"The world is so full of a number of things, I'm sure we should all be as happy as kings." --Robert Louis Stevenson.
Tuesday, November 6, 2007
Best Friends Forever
Some friendships just keep going. Those are the ones you treasure--with the girlfriend who shared ninth grade, and endured the laughable honors teacher; who went to the same college with you, and then settled down to raise her family on your same street.
I have a friend like that. We went to Hamilton High School in Los Angeles. We went on to UCLA, though we weren't terribly close during those years. In fact, though she was living within three miles of me, we really didn't reconnect until we found ourselves in the same close-knit Jewish community, she with a newborn, me about to wed. Turned out she raised her five kids just one door away. My son was born just a year after her youngest child, a daughter--on the same day.
It's truly a blessing to have a long-term friendship that transcends just about everything. Though I moved to the Northwest a decade ago, we still speak every week, and we sign our emails "BFF." Despite the fact that our children keep growing--even out of the house to college--we two feel like we're still in Hami High.
Well, unfortunately, my dear friend recently endured one of life's traumas. Her cousin, our age, just died of cancer.

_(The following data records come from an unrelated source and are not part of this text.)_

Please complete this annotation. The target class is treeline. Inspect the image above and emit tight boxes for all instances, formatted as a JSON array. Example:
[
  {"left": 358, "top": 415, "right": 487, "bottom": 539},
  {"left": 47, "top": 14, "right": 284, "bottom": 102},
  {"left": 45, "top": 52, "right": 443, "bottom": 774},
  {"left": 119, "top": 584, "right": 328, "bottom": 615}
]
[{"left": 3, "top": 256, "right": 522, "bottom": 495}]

It's one thing when a classmate gets in an auto accident when you're young--it's a shock, but it's a fluke. When your parents die, even if they're elderly, you suffer, because they're supposed to be your protection from the world; they're the source of your security. My friend and I endured those passages together.

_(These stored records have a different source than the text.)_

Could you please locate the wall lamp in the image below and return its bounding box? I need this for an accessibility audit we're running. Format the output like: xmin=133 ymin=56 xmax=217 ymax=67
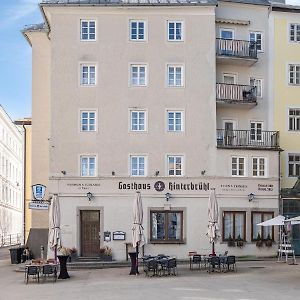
xmin=61 ymin=170 xmax=66 ymax=175
xmin=155 ymin=171 xmax=160 ymax=176
xmin=165 ymin=192 xmax=171 ymax=202
xmin=248 ymin=193 xmax=255 ymax=202
xmin=87 ymin=192 xmax=93 ymax=202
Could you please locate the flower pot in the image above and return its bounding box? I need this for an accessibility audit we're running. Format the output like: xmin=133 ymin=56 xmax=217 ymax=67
xmin=256 ymin=240 xmax=263 ymax=248
xmin=99 ymin=254 xmax=112 ymax=261
xmin=236 ymin=241 xmax=244 ymax=248
xmin=265 ymin=240 xmax=273 ymax=247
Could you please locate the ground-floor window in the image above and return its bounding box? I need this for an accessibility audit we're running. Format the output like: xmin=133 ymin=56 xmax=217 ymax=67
xmin=150 ymin=210 xmax=183 ymax=243
xmin=223 ymin=211 xmax=246 ymax=241
xmin=251 ymin=212 xmax=274 ymax=241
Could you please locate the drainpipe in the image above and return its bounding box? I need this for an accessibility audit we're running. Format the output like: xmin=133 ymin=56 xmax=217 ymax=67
xmin=22 ymin=124 xmax=26 ymax=245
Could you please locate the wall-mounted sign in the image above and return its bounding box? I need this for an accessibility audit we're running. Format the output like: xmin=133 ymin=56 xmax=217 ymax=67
xmin=104 ymin=231 xmax=111 ymax=242
xmin=29 ymin=201 xmax=49 ymax=210
xmin=32 ymin=184 xmax=46 ymax=201
xmin=113 ymin=231 xmax=126 ymax=240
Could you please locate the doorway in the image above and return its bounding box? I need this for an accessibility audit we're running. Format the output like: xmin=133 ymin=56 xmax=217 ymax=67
xmin=223 ymin=120 xmax=236 ymax=146
xmin=80 ymin=210 xmax=100 ymax=257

Now, losing her cousin is getting just a little too real, too close. News of my friend's loss came at the same time I heard that my across-the-street neighbor, a young father, was killed in a motorcycle crash.
Memories of my earliest days with my friend are obscured in shadow. Kids then didn't have digital cameras or cell-phones that took images in megapixels. The only photos we had were from important occasions or holidays, when our dads took a roll of 24 or 36 shots that were expensive to develop. I had a camera with a little film cassette that you dropped in the back, but I didn't think to use it most of the time. Who had money for such things?

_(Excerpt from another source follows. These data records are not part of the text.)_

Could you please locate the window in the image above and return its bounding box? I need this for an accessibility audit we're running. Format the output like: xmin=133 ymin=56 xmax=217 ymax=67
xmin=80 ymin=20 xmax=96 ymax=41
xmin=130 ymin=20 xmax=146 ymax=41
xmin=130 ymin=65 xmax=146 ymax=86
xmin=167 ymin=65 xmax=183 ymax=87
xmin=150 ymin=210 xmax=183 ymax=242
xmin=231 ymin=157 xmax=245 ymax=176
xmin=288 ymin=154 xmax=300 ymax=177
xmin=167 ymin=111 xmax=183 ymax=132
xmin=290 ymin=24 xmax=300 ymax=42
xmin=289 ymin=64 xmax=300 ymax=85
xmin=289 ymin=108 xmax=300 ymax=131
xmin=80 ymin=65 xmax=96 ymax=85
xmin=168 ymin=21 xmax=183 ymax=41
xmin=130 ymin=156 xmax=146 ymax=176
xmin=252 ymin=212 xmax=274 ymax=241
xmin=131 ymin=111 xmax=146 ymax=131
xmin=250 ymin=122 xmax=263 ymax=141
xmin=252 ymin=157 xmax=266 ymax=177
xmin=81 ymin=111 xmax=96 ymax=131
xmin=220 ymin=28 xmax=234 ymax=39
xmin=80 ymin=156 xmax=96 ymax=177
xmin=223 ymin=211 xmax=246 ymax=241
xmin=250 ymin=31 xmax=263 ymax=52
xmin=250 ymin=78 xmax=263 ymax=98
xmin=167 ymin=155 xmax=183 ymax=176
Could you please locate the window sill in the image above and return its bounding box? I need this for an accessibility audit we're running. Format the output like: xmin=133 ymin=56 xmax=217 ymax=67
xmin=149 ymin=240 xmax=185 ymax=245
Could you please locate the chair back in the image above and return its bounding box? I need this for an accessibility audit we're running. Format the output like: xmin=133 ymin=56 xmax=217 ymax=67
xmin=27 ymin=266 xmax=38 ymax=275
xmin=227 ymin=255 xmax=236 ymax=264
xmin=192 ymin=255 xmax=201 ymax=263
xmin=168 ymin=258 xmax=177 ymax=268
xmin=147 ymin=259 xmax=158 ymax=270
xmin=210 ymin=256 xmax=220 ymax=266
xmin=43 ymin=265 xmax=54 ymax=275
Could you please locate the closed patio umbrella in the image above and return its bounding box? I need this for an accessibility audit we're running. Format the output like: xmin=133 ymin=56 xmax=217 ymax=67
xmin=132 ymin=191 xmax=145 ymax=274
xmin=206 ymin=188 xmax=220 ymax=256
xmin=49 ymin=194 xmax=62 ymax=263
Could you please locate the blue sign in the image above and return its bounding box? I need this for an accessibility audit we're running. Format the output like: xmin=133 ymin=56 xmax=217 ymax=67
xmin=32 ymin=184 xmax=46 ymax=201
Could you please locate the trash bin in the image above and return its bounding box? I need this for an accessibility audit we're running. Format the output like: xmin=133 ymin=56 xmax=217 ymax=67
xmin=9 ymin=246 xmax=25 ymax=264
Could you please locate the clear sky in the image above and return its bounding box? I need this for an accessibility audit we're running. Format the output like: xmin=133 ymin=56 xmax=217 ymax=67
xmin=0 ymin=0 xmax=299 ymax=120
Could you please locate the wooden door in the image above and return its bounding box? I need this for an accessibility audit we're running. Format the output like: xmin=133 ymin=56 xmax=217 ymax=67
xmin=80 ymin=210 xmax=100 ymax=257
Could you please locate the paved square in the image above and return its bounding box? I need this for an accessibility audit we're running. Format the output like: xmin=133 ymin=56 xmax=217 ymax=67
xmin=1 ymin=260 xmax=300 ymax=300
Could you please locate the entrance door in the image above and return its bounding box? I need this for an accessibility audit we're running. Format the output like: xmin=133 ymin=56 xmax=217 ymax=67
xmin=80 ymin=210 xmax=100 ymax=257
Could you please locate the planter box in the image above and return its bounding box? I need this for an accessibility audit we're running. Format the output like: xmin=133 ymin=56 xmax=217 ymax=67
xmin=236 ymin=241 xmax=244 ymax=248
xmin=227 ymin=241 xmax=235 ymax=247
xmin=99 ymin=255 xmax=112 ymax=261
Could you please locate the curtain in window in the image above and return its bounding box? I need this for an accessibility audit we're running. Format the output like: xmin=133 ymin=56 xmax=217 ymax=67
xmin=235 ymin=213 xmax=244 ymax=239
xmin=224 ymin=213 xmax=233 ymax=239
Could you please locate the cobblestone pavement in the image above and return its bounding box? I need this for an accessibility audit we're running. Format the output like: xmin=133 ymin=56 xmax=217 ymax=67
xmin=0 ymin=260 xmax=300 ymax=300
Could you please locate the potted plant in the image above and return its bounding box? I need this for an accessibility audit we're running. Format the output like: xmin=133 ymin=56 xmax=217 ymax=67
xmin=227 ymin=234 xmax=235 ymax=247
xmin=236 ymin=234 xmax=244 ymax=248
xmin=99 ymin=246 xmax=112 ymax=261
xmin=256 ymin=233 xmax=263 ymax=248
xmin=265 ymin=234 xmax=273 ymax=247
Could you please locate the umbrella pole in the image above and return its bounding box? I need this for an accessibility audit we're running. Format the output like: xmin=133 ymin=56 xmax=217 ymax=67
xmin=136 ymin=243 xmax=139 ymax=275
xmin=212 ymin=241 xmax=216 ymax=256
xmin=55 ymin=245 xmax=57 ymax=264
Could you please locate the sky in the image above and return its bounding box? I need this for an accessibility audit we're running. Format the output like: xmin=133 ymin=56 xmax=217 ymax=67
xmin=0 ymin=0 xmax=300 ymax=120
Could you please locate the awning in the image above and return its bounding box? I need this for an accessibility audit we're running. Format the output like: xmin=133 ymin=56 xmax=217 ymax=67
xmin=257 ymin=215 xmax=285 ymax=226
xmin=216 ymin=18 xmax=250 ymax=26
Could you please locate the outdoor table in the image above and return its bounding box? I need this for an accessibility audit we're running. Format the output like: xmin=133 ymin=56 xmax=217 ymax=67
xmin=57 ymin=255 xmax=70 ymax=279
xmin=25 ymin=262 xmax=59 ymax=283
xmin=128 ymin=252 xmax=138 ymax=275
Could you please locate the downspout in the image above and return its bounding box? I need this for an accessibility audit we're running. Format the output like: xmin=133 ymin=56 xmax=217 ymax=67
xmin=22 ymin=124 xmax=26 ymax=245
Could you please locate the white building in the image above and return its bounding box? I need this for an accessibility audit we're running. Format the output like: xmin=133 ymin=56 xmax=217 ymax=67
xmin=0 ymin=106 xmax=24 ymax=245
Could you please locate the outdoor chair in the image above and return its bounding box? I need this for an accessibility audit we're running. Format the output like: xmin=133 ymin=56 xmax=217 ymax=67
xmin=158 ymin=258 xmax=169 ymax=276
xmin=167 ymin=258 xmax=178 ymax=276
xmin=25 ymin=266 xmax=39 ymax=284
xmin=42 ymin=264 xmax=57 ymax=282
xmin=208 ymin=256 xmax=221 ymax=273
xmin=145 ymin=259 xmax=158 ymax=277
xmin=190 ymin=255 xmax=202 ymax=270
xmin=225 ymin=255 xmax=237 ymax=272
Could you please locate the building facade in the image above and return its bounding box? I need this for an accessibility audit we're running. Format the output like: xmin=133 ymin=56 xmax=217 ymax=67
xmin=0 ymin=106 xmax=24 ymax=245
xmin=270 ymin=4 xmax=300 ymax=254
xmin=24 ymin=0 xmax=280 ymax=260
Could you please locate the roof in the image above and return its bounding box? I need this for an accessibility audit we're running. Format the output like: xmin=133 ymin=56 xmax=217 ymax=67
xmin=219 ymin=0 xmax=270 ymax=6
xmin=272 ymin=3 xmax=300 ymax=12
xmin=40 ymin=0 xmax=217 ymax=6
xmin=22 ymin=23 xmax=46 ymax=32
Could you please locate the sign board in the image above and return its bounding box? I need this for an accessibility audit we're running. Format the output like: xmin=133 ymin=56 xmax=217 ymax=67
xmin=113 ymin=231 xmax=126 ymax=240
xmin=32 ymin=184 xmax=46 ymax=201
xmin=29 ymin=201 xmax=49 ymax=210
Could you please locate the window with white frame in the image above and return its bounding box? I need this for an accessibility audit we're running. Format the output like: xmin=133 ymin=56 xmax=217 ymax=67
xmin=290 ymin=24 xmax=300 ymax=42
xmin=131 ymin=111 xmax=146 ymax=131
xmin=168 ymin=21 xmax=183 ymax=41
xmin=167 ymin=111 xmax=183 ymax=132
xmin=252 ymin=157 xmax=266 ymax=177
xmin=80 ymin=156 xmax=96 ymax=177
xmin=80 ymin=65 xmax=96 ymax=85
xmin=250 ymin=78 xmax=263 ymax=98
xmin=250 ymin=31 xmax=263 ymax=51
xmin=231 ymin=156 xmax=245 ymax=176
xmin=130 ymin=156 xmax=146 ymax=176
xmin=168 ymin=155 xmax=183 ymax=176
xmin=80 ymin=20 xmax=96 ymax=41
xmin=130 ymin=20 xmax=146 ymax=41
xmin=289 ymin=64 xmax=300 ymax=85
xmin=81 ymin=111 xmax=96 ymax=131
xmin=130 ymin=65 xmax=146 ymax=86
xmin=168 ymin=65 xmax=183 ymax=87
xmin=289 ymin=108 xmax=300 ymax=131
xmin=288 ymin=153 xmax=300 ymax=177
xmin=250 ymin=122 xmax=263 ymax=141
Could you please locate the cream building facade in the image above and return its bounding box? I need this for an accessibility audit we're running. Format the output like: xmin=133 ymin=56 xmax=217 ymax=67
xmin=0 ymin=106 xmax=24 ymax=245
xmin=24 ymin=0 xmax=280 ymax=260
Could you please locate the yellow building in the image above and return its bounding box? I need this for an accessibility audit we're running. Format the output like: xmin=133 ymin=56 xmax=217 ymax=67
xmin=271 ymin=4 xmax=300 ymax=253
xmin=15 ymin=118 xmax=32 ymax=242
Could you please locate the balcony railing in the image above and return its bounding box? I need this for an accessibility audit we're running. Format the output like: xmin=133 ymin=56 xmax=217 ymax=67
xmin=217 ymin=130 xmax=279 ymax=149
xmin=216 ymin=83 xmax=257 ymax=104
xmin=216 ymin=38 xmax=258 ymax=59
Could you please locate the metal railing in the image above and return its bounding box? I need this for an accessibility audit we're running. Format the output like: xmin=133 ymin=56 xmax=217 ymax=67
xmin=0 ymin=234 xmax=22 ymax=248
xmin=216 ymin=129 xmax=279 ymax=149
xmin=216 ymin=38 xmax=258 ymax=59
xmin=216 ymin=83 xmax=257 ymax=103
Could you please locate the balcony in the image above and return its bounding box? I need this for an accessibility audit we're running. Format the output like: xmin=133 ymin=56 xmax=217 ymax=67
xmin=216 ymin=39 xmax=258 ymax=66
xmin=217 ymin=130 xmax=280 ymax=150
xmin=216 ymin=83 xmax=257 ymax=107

Now, however, we email each other visual updates of our kids, and when she comes up to visit, I snap moments onto my 2-gig card with abandon. Having photos actually makes images permanent, and brings me back into the original scene. Most every memory makes me smile. As my BFF goes through this tough transition, I feel for her--but look forward to weaving lots more happy times into this colorful life tapestry we share.